Below the marble foyers and plush offices of mid-town Manhattan are of course the sewers: Two worlds. One world is visible, impressive, ornamental and confident; but that’s only a façade for what lies beneath. It is the hidden world of the sewers which is essential, not the marble foyers. If the visible weren’t properly maintained, there might be complaints. If the invisible stopped working, life itself becomes impossible.

As it is with buildings, so is it with people. Those above don’t think at all about those below. And this provides great opportunity. One man’s trash is another man’s inside information. Hence the real contradictions of modern high-tech capitalism: “CorpServe's clients were paying it extra money to more efficiently steal the very information they most wanted destroyed.”

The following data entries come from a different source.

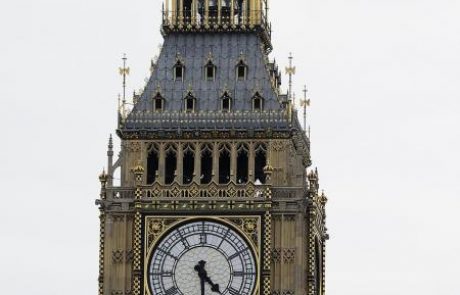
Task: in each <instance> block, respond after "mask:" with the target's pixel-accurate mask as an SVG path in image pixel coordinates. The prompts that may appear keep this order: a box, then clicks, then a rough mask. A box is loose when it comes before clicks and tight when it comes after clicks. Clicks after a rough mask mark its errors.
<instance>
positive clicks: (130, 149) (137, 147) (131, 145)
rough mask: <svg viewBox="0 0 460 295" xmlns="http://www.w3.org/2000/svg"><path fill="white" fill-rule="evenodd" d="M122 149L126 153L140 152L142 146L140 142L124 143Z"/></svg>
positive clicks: (122, 145) (130, 141)
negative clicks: (128, 152)
mask: <svg viewBox="0 0 460 295" xmlns="http://www.w3.org/2000/svg"><path fill="white" fill-rule="evenodd" d="M122 147H123V149H124V150H126V151H128V152H134V153H136V152H140V151H141V149H142V145H141V143H140V142H137V141H128V142H124V143H123V145H122Z"/></svg>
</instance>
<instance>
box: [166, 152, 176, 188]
mask: <svg viewBox="0 0 460 295" xmlns="http://www.w3.org/2000/svg"><path fill="white" fill-rule="evenodd" d="M165 154H166V159H165V184H172V183H173V182H174V180H175V179H176V170H177V149H176V147H175V146H174V145H172V144H171V145H168V146H167V147H166V149H165Z"/></svg>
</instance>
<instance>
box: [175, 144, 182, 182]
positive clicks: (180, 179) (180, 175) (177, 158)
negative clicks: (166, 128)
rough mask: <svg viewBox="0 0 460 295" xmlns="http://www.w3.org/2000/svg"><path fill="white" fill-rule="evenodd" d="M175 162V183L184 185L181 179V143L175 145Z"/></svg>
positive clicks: (181, 177)
mask: <svg viewBox="0 0 460 295" xmlns="http://www.w3.org/2000/svg"><path fill="white" fill-rule="evenodd" d="M176 156H177V160H176V163H177V166H176V173H175V174H176V181H177V183H179V184H180V185H182V184H184V179H183V175H184V170H183V169H184V151H183V144H182V143H179V144H178V145H177V154H176Z"/></svg>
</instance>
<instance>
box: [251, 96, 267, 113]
mask: <svg viewBox="0 0 460 295" xmlns="http://www.w3.org/2000/svg"><path fill="white" fill-rule="evenodd" d="M252 109H253V110H254V111H263V109H264V98H263V97H262V96H260V94H259V92H257V93H256V94H255V95H254V96H253V97H252Z"/></svg>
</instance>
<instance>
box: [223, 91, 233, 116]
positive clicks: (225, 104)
mask: <svg viewBox="0 0 460 295" xmlns="http://www.w3.org/2000/svg"><path fill="white" fill-rule="evenodd" d="M231 110H232V98H231V97H230V95H229V94H228V93H227V92H225V93H224V95H223V96H222V112H230V111H231Z"/></svg>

It is women, of course, who inhabit and maintain the nether regions of buildings and the lower reaches of society. They are, as it were, the plumbing that connects upper and lower. Women have made advances in society but not where it counts in New York City, that place “Where blood gets turned into money!.” The reason? “The permanent government of New York City, the true and lasting power, is found in the quietly firm handshake between the banking and real estate industries.” Those handshakes are almost exclusively among men. This is a world of marginalised women, “A corporate world so close they could reach out and touch it with their cherry-colored fingernails. Yet given the stratifications of American society, it is a world they are unlikely ever to know from within.”

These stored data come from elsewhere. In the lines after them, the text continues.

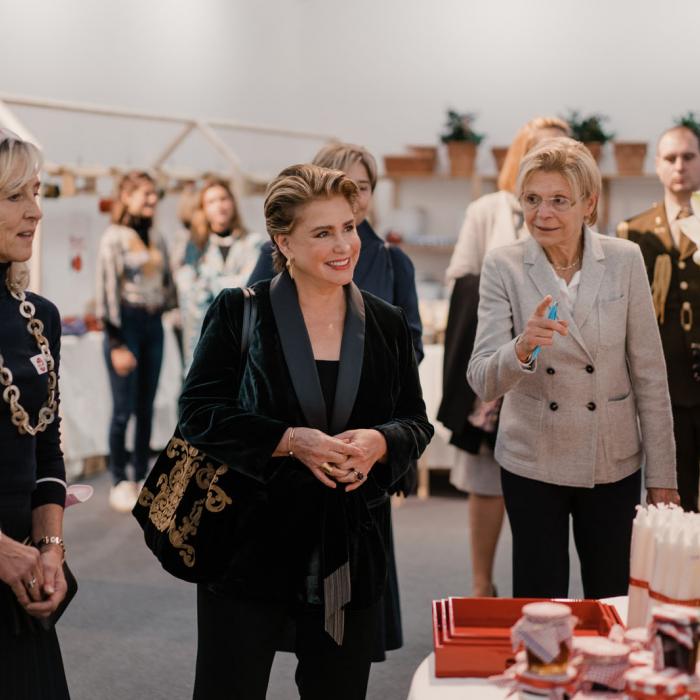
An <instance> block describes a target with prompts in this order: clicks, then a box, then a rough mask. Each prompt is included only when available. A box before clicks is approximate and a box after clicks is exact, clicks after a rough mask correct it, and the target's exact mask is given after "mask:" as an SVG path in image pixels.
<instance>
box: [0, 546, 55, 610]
mask: <svg viewBox="0 0 700 700" xmlns="http://www.w3.org/2000/svg"><path fill="white" fill-rule="evenodd" d="M61 561H62V556H61V551H60V549H58V548H57V550H56V551H53V547H52V548H51V550H49V551H45V552H42V553H40V552H39V551H38V550H37V549H35V548H34V547H30V546H28V545H25V544H22V543H21V542H17V541H16V540H13V539H12V538H10V537H7V536H6V535H2V536H1V537H0V581H4V582H5V583H6V584H7V585H8V586H10V588H11V589H12V591H13V593H14V594H15V596H16V597H17V600H18V601H19V603H20V605H21V606H22V607H23V608H25V609H26V610H27V612H28V613H29V614H30V615H33V616H34V617H47V616H48V615H50V614H51V613H52V612H53V611H54V610H55V609H56V608H57V607H58V604H59V603H60V602H61V600H63V598H64V596H65V594H66V581H65V578H64V576H63V570H62V568H61Z"/></svg>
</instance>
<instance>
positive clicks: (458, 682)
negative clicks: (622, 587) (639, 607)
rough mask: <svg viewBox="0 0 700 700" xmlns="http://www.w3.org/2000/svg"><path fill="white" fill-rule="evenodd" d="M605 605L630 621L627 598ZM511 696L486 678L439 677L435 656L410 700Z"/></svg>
mask: <svg viewBox="0 0 700 700" xmlns="http://www.w3.org/2000/svg"><path fill="white" fill-rule="evenodd" d="M602 602H603V603H609V604H610V605H614V606H615V607H616V608H617V612H618V613H619V615H620V618H621V619H622V620H623V622H625V621H626V620H627V602H628V601H627V596H620V597H617V598H605V599H604V600H603V601H602ZM507 694H508V691H507V690H504V689H503V688H498V687H496V686H495V685H492V684H491V683H489V682H488V680H487V679H486V678H436V677H435V654H433V653H431V654H430V655H429V656H428V657H426V658H425V659H424V660H423V663H421V665H420V666H419V667H418V669H417V670H416V672H415V673H414V674H413V680H412V681H411V688H410V690H409V691H408V700H470V698H471V699H472V700H502V699H503V698H505V697H506V696H507Z"/></svg>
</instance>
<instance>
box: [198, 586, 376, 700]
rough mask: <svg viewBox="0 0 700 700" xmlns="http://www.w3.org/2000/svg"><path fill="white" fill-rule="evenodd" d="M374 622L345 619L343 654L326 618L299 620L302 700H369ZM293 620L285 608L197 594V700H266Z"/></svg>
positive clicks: (367, 617)
mask: <svg viewBox="0 0 700 700" xmlns="http://www.w3.org/2000/svg"><path fill="white" fill-rule="evenodd" d="M375 615H376V612H375V611H374V610H372V609H370V610H362V611H346V613H345V636H344V640H343V645H342V646H340V647H339V646H337V645H336V644H335V642H334V641H333V640H332V639H331V638H330V637H329V636H328V635H327V634H326V633H325V632H324V629H323V613H322V611H320V610H319V611H318V613H316V612H308V613H306V612H304V613H300V614H299V615H297V616H295V618H294V621H295V623H296V640H295V650H296V651H295V653H296V656H297V659H298V662H299V663H298V665H297V671H296V676H295V680H296V684H297V687H298V690H299V697H300V698H301V699H302V700H329V698H333V700H364V698H365V696H366V694H367V682H368V680H369V670H370V665H371V661H370V658H371V654H372V642H373V635H374V624H373V620H374V616H375ZM289 619H290V618H289V612H288V609H287V607H286V606H284V605H282V604H279V603H273V602H269V603H263V602H260V601H248V600H237V599H233V598H229V597H223V596H219V595H217V594H215V593H212V592H211V591H210V590H209V589H207V588H206V587H205V586H198V588H197V629H198V644H197V671H196V678H195V686H194V696H193V697H194V700H264V699H265V694H266V692H267V686H268V682H269V679H270V670H271V668H272V661H273V659H274V656H275V651H276V650H277V649H278V648H279V643H280V640H281V639H282V637H283V634H284V632H285V627H286V625H287V624H288V623H289ZM289 697H290V698H291V697H293V695H292V693H290V695H289Z"/></svg>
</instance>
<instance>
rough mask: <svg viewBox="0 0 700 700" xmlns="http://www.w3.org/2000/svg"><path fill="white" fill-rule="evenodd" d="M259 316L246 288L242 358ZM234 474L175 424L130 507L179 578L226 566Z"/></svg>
mask: <svg viewBox="0 0 700 700" xmlns="http://www.w3.org/2000/svg"><path fill="white" fill-rule="evenodd" d="M256 316H257V309H256V303H255V293H254V292H253V290H252V289H249V288H246V289H243V325H242V329H241V357H242V358H243V360H245V358H246V355H247V352H248V346H249V344H250V337H251V334H252V331H253V327H254V325H255V320H256ZM244 365H245V362H242V363H241V366H242V367H243V366H244ZM232 476H233V472H232V470H231V469H229V467H228V465H226V464H222V463H221V462H218V461H217V460H215V459H212V458H211V457H209V456H207V455H206V454H204V453H203V452H201V451H200V450H199V449H197V448H196V447H194V446H193V445H190V444H189V443H188V442H187V441H186V440H184V439H183V437H182V435H181V434H180V430H179V428H176V430H175V434H174V435H173V437H172V438H171V439H170V442H168V444H167V446H166V447H165V449H164V450H163V452H161V454H160V455H159V457H158V459H157V460H156V463H155V465H154V466H153V469H152V470H151V472H150V474H149V475H148V477H147V478H146V481H145V483H144V485H143V488H142V489H141V493H140V494H139V498H138V501H137V503H136V505H135V506H134V509H133V511H132V513H133V515H134V517H135V518H136V520H138V522H139V525H140V526H141V528H142V529H143V534H144V538H145V540H146V545H147V546H148V548H149V549H150V550H151V551H152V552H153V554H155V556H156V557H157V559H158V561H159V562H160V563H161V565H162V567H163V568H164V569H165V570H166V571H167V572H168V573H170V574H172V575H173V576H175V577H176V578H180V579H183V580H185V581H191V582H193V583H205V582H209V581H212V580H214V579H216V578H217V577H218V576H219V575H221V574H222V573H224V571H225V570H226V567H227V565H228V563H229V561H230V558H231V556H232V551H231V541H232V537H231V530H232V528H233V526H234V525H235V518H236V512H235V509H234V508H233V507H232V505H233V499H232V498H231V494H230V489H229V488H228V487H229V485H230V483H231V477H232Z"/></svg>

Women exist in that government for the two things which Harrison makes very clear: sex and the removal, medical examination and cleansing of excrement. But don’t believe him, just ask Trump (who gets a mention as the ‘great American trickster’ in this book of 2008 which aptly captures his two interests: buildings and boobs). Otherwise “they are faceless, nameless, and invisible.” They live in a parallel universe, something like Red Hook in Brooklyn, which has nothing to do with the high-tech paperless office but through which that office is connected to the moral excrement as well as to the money it creates. What goes around, comes around, as it were. When the plumbing starts backing up, everyone eventually notices. A blessing really. There may be some justice after all.